Inicialmente, os locais contemplados são o Lago do Taboão, Tanque do Moinho, rio Jaguari, seus principais afluentes, represa dos rios Jaguari e Jacareí, bem como a serra da Bocaina e a do Guaripocaba, locais protegidos de acordo com o artigo 154 da Lei Orgânica do Município. Também estão inclusas na lei a Área de Proteção Ambiental do Sistema Cantareira e áreas de propriedade privada contida em Unidade de Conservação de Uso Sustentável do SNUC – Sistema Nacional de Unidades de Conservação da Natureza.

 

 

 

 

Futuramente poderão ser incluídos, por meio de Decreto de Regulamentação, terrenos que se enquadrem ao Programa Estadual de Apoio às Reservas Particulares do Patrimônio Natural – RPPN.

 

 

 

 

Poderão garantir desconto no IPTU, áreas alagáveis ou alagadas, que apresentem vegetação arbustiva nativa, além de imóveis que não apresentam cobertura vegetal nas condições de ambientais exigidas, mas que possam ser reflorestadas por meio de recomposição florística ou de enriquecimento arbóreo com espécies nativas da Mata Atlântica ou de outro bioma identificado.

 

 

 

 

O cálculo de desconto será feito de acordo com a área protegida do imóvel e está dividido em seis etapas: I – 50% (cinquenta por cento) no primeiro ano – implantação do projeto; II – 60% (sessenta por cento) no segundo ano – manutenção do projeto; III – 70% (setenta por cento) no terceiro ano – acompanhamento do projeto; IV – 80% (oitenta por cento) no quarto ano – acompanhamento do projeto; V – 90% (noventa por cento) no quinto ano – acompanhamento do projeto e VI – 100% (cem por cento) no sexto ano – término do projeto.

 

 

 

 

Para obter o benefício de isenção fiscal, os projetos deverão ser previamente aprovados pelo órgão ambiental da Prefeitura Municipal ou de órgãos do Estado ou da União.
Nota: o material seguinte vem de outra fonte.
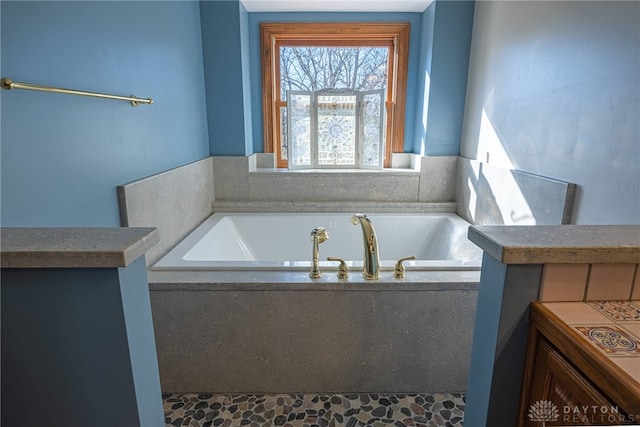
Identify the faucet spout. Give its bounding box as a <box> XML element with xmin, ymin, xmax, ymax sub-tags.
<box><xmin>351</xmin><ymin>214</ymin><xmax>380</xmax><ymax>280</ymax></box>
<box><xmin>309</xmin><ymin>227</ymin><xmax>329</xmax><ymax>279</ymax></box>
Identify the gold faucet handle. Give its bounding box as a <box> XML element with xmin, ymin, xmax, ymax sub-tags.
<box><xmin>327</xmin><ymin>257</ymin><xmax>349</xmax><ymax>279</ymax></box>
<box><xmin>393</xmin><ymin>255</ymin><xmax>416</xmax><ymax>279</ymax></box>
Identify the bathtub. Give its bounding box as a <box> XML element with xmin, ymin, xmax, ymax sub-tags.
<box><xmin>148</xmin><ymin>213</ymin><xmax>480</xmax><ymax>393</ymax></box>
<box><xmin>152</xmin><ymin>213</ymin><xmax>482</xmax><ymax>271</ymax></box>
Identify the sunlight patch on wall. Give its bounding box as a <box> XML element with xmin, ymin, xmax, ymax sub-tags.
<box><xmin>468</xmin><ymin>109</ymin><xmax>536</xmax><ymax>225</ymax></box>
<box><xmin>476</xmin><ymin>109</ymin><xmax>513</xmax><ymax>169</ymax></box>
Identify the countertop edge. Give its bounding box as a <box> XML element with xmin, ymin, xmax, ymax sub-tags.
<box><xmin>468</xmin><ymin>225</ymin><xmax>640</xmax><ymax>264</ymax></box>
<box><xmin>0</xmin><ymin>227</ymin><xmax>160</xmax><ymax>269</ymax></box>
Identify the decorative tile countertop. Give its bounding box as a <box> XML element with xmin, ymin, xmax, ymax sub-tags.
<box><xmin>469</xmin><ymin>225</ymin><xmax>640</xmax><ymax>264</ymax></box>
<box><xmin>543</xmin><ymin>301</ymin><xmax>640</xmax><ymax>383</ymax></box>
<box><xmin>0</xmin><ymin>227</ymin><xmax>159</xmax><ymax>268</ymax></box>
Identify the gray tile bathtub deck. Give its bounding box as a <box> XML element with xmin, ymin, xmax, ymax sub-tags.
<box><xmin>163</xmin><ymin>393</ymin><xmax>465</xmax><ymax>427</ymax></box>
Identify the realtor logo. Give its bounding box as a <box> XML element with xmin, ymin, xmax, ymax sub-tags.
<box><xmin>529</xmin><ymin>400</ymin><xmax>560</xmax><ymax>427</ymax></box>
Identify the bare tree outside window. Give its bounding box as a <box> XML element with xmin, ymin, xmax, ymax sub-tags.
<box><xmin>260</xmin><ymin>22</ymin><xmax>410</xmax><ymax>168</ymax></box>
<box><xmin>280</xmin><ymin>46</ymin><xmax>389</xmax><ymax>100</ymax></box>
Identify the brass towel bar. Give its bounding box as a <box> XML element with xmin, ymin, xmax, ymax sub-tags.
<box><xmin>0</xmin><ymin>77</ymin><xmax>153</xmax><ymax>107</ymax></box>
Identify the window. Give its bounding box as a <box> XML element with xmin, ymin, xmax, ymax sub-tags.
<box><xmin>282</xmin><ymin>89</ymin><xmax>385</xmax><ymax>169</ymax></box>
<box><xmin>261</xmin><ymin>23</ymin><xmax>409</xmax><ymax>167</ymax></box>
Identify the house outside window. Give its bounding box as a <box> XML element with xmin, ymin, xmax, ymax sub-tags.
<box><xmin>261</xmin><ymin>23</ymin><xmax>409</xmax><ymax>168</ymax></box>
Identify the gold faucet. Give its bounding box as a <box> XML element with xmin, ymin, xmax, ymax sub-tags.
<box><xmin>309</xmin><ymin>227</ymin><xmax>329</xmax><ymax>279</ymax></box>
<box><xmin>351</xmin><ymin>214</ymin><xmax>380</xmax><ymax>280</ymax></box>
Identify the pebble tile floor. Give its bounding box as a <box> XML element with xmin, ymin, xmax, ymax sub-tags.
<box><xmin>162</xmin><ymin>393</ymin><xmax>465</xmax><ymax>427</ymax></box>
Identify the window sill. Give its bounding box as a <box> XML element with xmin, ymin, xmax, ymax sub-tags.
<box><xmin>250</xmin><ymin>168</ymin><xmax>420</xmax><ymax>175</ymax></box>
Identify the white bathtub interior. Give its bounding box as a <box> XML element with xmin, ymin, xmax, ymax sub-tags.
<box><xmin>153</xmin><ymin>213</ymin><xmax>482</xmax><ymax>270</ymax></box>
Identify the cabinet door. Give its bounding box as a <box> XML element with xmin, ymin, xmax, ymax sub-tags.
<box><xmin>525</xmin><ymin>339</ymin><xmax>625</xmax><ymax>427</ymax></box>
Já para manter a concessão de desconto, o munícipe deve fazer um requerimento anual, apresentando croqui de acesso ao imóvel, planta baixa do imóvel, com detalhamento da área a ser preservada ou recuperada, declaração de que a área a ser beneficiada não está sob Termos de Ajuste de Conduta ou sob outros passivos ambientais e cópia xerográfica da página de identificação do imóvel no carnê do IPTU (espelho).

 

 

 

 

Aprovado o benefício, as partes devem assinar Termo de Compromisso que poderá ser revogado caso haja descumprimento ou infração, vedada a apresentação de novo projeto no mesmo exercício financeiro.

 

 

 

A Lei Complementar será regulamentada por decreto do Poder Executivo e entra em vigor 90 dias após sua publicação, realizada na Imprensa Oficial do Município na última terça-feira, 16 de maio.